冰蓝色的鳞片在日光下闪烁如碎晶,小脑袋蹭了蹭他的手腕。
“主人,您不跟过去吗?多好的机会啊!”
“师兄师姐们都在,您也去凑个热闹,说不定还能多跟小织织说几句话呢。”
“走吧。该回天玄了,再待下去,那逆徒回头要亲自来撵人了。”
九方知可是很清楚自家那逆徒的性子。
得知他是天玄帝君之后,那逆徒肯定会作妖,指不定已经在路上磨刀了。
如今司星悬对自家师尊,可以说是警惕心拉满了。
“折月他不至于吧?”
冰幽的话还没说完,小脑袋还歪着,就见到一队黑甲侍卫踏着整齐的步伐而来。
铠甲在日光下泛着冷冽的光,步伐如一人,气势森然。
“鬼医大人——”
为首的侍卫长抱拳行礼,声音洪亮而恭敬,字字清晰。
“我们悬王殿下吩咐了,要亲自护送您离开星泽国境。”
“殿下一再叮嘱,务必保证大人一路平安,不容有失。车驾已在外等候,请大人移步。”
“呵——”
九方知气笑了。
那笑声轻而短,从银色面具后透出来,带着几分自嘲。
“他可真是我的好徒儿!好得很,好得很。”
“哄堂大孝了。”
冰幽从袖口探出半个身子,摇头晃脑地补充了一句。
“可不?那逆徒真的孝死了。”
九方知被星渊卫亲自护送离开。
出谷的路上,黑甲侍卫开道,旌旗猎猎,那阵容与送圣宸帝离开的大军一模一样。
甚至还在马车上挂了一排金灿灿的铃铛,一路上叮叮当当,招摇过市。
看得出司星悬是很孝顺师尊了,给他把排面拉满了。
满到九方知恨不得找个地缝钻进去。
那铃铛声每响一下,他的眉心就跳一下。
冰幽倒是听得很开心,还跟着节奏摇头晃脑。
神药谷之中,一派欢声笑语。
那些在药神试炼中紧绷了数日的神经,终于在这一刻松弛下来。
山谷间的药草在日光下舒展着枝叶,溪水潺潺,鸟雀啾鸣,一切都恢复了往日的宁静。
师兄师姐们围着棠溪雪,有说不完的话,道不尽的欢喜。
从她的炼药术夸到她的剑法,从她的容貌夸到她的性情,恨不得把天底下所有的好话都说一遍。

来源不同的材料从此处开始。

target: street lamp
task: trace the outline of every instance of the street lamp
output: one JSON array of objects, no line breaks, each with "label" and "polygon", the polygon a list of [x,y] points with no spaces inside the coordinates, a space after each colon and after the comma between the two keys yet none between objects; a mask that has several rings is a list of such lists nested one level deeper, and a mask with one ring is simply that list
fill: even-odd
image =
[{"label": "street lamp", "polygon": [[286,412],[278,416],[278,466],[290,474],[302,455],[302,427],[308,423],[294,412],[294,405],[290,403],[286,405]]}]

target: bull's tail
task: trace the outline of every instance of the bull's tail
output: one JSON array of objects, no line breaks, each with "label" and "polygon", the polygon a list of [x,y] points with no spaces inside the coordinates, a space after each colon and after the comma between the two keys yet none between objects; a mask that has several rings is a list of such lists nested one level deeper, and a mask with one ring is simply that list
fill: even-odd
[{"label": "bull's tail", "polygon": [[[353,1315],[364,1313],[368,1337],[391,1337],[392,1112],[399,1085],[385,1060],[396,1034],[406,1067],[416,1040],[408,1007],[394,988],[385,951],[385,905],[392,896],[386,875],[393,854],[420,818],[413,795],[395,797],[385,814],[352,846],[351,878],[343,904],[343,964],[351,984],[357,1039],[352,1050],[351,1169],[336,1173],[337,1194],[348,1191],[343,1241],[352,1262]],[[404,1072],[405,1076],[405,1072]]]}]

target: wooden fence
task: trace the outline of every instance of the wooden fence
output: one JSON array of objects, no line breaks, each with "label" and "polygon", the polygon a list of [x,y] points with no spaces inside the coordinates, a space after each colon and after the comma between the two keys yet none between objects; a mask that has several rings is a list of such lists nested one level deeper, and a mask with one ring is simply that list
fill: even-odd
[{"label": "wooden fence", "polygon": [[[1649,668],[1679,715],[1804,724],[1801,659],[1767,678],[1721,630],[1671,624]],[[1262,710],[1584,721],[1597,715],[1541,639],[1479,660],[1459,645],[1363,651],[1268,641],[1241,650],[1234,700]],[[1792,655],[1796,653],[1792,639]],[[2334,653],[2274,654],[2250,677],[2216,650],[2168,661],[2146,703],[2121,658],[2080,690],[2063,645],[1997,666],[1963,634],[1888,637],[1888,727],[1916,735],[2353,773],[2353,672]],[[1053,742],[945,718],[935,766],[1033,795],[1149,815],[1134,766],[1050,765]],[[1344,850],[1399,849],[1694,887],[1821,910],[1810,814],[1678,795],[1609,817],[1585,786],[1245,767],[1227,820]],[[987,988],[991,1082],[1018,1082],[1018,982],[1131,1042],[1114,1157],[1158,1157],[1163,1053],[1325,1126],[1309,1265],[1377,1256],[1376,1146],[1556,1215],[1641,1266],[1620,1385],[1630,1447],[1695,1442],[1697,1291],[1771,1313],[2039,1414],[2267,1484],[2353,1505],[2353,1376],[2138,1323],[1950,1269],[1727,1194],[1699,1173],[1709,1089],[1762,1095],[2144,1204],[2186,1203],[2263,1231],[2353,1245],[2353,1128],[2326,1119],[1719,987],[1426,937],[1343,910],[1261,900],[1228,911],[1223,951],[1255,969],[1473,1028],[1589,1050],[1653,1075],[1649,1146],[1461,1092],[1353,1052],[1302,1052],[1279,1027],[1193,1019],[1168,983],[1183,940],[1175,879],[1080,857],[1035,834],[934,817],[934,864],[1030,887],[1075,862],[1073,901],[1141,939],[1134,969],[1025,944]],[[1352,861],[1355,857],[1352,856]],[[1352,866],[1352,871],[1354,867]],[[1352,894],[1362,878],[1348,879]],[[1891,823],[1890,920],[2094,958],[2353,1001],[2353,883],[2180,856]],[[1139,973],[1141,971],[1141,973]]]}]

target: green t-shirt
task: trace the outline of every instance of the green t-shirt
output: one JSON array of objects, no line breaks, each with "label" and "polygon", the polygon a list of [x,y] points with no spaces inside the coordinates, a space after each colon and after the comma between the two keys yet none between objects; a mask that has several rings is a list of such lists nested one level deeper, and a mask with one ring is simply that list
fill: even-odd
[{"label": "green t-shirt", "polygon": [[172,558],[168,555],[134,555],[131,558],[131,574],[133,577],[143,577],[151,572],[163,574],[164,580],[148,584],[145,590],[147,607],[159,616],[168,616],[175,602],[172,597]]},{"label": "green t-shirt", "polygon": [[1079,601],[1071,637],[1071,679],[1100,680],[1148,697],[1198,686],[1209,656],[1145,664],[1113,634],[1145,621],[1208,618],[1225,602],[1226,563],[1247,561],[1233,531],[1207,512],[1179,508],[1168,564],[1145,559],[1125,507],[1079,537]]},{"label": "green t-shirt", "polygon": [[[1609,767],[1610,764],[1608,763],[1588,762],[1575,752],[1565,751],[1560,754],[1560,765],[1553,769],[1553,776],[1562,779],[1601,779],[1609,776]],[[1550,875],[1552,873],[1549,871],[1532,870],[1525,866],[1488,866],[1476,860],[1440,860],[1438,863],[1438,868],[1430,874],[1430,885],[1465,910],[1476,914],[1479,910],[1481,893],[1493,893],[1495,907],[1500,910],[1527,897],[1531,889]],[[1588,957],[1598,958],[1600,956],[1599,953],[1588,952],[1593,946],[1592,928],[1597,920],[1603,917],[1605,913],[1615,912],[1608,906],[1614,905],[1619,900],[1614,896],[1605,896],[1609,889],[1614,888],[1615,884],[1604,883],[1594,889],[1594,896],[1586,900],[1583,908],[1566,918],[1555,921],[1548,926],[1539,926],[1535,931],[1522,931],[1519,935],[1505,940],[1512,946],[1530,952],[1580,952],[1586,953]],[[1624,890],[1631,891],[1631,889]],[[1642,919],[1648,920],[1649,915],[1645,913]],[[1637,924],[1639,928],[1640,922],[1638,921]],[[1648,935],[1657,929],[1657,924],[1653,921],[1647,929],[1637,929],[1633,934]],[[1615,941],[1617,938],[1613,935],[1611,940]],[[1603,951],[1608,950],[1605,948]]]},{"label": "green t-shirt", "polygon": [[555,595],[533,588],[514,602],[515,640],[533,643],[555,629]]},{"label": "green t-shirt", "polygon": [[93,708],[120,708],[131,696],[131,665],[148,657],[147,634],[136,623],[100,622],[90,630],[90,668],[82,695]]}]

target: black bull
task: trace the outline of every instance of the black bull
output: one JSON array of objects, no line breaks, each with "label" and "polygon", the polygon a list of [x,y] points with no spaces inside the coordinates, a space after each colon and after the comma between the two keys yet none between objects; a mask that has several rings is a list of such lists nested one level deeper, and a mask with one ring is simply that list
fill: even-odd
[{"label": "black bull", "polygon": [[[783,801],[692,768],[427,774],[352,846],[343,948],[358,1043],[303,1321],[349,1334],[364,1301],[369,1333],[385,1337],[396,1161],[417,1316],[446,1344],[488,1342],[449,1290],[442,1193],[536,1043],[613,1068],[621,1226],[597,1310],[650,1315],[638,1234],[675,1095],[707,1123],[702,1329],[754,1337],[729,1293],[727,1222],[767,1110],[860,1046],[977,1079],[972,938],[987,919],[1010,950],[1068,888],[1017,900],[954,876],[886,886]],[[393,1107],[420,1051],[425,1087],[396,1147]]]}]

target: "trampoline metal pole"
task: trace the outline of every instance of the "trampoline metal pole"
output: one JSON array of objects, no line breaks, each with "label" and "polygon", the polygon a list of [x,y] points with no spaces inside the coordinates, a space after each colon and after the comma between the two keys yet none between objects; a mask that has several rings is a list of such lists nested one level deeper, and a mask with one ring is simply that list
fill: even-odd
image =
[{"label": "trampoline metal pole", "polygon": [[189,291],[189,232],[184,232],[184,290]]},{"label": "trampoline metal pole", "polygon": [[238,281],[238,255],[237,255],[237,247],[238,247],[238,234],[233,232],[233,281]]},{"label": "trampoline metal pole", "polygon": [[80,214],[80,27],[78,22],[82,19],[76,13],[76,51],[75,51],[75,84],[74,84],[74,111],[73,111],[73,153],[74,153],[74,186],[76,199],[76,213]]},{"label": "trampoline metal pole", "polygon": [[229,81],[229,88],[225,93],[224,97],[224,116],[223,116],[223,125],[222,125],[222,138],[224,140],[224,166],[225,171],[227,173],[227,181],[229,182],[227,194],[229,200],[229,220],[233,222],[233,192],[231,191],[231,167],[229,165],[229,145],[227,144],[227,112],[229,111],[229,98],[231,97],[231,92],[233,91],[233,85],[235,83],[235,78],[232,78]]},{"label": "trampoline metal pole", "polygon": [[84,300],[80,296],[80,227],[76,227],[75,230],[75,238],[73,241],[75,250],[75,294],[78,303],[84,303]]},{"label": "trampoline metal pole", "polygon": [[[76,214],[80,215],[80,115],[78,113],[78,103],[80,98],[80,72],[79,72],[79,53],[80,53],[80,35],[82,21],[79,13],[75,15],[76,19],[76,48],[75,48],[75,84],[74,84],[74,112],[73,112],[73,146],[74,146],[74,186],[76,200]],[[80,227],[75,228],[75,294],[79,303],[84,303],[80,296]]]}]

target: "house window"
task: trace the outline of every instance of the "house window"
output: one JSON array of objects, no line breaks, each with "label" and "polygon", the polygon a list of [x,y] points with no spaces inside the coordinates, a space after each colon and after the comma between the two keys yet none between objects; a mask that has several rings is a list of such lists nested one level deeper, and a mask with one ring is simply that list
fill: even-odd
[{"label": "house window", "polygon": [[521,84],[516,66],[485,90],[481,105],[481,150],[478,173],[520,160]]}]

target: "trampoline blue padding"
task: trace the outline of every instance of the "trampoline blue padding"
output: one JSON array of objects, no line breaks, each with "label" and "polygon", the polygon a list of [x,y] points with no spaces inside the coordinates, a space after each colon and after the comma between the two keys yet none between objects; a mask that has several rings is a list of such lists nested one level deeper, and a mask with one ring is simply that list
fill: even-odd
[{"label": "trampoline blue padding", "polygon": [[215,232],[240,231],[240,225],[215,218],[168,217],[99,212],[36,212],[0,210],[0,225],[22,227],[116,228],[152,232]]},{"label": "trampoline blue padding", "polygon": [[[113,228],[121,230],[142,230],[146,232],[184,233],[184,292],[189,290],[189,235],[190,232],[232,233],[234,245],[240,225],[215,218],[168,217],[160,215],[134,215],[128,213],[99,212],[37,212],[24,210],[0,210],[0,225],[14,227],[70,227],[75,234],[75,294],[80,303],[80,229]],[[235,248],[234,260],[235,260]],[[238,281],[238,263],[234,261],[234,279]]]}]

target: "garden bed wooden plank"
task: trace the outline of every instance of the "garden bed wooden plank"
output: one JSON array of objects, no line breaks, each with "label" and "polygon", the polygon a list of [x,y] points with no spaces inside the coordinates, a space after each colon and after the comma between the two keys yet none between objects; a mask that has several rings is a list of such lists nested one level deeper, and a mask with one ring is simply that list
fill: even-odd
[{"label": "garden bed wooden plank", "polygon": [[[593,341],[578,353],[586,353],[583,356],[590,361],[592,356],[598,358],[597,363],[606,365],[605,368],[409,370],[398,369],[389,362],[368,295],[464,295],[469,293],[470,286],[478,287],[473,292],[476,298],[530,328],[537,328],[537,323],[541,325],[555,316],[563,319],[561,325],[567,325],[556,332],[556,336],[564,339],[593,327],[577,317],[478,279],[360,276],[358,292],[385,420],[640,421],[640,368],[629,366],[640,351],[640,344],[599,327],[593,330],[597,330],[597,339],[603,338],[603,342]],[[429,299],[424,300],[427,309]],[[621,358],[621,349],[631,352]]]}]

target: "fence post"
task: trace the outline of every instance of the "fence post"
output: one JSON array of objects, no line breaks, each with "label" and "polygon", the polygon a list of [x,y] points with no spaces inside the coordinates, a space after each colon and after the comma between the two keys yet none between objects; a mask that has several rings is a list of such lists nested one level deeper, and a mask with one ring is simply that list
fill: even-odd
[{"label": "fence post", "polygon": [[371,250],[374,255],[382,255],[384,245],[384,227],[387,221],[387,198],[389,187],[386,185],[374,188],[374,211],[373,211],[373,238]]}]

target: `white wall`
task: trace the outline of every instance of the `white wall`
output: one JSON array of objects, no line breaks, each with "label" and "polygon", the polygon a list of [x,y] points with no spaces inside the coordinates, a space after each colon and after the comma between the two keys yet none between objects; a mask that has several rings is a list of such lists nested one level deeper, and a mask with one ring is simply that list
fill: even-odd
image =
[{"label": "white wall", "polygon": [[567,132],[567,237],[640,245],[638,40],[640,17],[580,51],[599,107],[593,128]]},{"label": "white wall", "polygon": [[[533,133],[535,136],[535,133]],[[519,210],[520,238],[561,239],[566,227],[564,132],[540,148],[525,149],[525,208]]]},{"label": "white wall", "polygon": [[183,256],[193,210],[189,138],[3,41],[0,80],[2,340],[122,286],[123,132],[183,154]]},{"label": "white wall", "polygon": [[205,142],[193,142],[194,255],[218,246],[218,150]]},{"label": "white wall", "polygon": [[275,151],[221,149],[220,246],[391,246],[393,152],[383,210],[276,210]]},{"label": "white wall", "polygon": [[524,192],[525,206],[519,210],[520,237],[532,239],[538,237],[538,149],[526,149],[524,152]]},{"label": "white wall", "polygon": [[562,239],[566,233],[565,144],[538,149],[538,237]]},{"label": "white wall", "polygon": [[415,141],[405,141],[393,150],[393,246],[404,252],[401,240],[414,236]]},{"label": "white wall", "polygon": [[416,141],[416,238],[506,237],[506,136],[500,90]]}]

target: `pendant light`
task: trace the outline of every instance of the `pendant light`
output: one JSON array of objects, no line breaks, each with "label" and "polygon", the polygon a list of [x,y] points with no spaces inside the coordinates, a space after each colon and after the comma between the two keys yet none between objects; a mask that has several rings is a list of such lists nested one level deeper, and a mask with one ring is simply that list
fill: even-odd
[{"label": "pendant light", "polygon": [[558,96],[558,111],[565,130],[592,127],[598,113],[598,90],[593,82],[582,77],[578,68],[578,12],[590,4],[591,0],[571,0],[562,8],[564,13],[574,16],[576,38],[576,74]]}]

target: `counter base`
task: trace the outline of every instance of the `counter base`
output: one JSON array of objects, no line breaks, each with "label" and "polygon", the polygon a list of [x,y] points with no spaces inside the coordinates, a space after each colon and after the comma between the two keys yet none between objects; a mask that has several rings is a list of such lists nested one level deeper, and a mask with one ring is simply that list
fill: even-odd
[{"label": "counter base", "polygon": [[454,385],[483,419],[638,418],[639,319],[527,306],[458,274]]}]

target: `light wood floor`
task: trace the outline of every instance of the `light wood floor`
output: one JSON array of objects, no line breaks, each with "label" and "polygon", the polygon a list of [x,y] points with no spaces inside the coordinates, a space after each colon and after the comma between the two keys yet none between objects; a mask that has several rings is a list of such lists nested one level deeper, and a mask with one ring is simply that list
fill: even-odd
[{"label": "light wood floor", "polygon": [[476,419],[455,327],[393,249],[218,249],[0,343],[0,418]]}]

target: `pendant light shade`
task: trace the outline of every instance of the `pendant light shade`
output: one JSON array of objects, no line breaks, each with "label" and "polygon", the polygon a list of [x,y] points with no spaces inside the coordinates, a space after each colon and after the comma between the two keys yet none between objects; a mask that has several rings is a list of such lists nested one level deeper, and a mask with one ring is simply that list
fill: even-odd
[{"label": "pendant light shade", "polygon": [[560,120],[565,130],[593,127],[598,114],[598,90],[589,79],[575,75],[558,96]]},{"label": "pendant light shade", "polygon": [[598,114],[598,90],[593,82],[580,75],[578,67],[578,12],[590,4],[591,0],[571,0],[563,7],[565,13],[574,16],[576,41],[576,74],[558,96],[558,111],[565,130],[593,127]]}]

大师兄说她青出于蓝,二师兄说她天赋异禀,三师兄说她品性纯良,四师兄说她谦逊温婉。
她就像这神药谷里春日午后的阳光,温暖明媚。
“师兄呢?”
棠溪雪忽然问道,目光越过众人,在殿内扫了一圈。
“我们不是都在吗?小师妹你看,大师兄、二师兄、三师兄、四师兄,一个都不少。”
三师兄笑着掰手指。
“不是,我是在问……”
“别管小师弟了,他有手有脚的,又丢不了。”
“再说了,那冷面神走了才好,省得杵在这儿吓人。”
四师兄摆手,一脸嫌弃。
“小师妹,快来尝尝大师姐做的菜——这盘清炒山笋,可是天不亮就起来挖的,嫩得很。”
柳辛夷笑着将她拉到桌边,一碗热腾腾的汤塞进她手里,香气扑鼻。
“说起来,小师妹也到了适婚的年纪了,可有意中人?你看我那孙儿柳逢春怎么样?能不能给你当个贴身仆役使唤?”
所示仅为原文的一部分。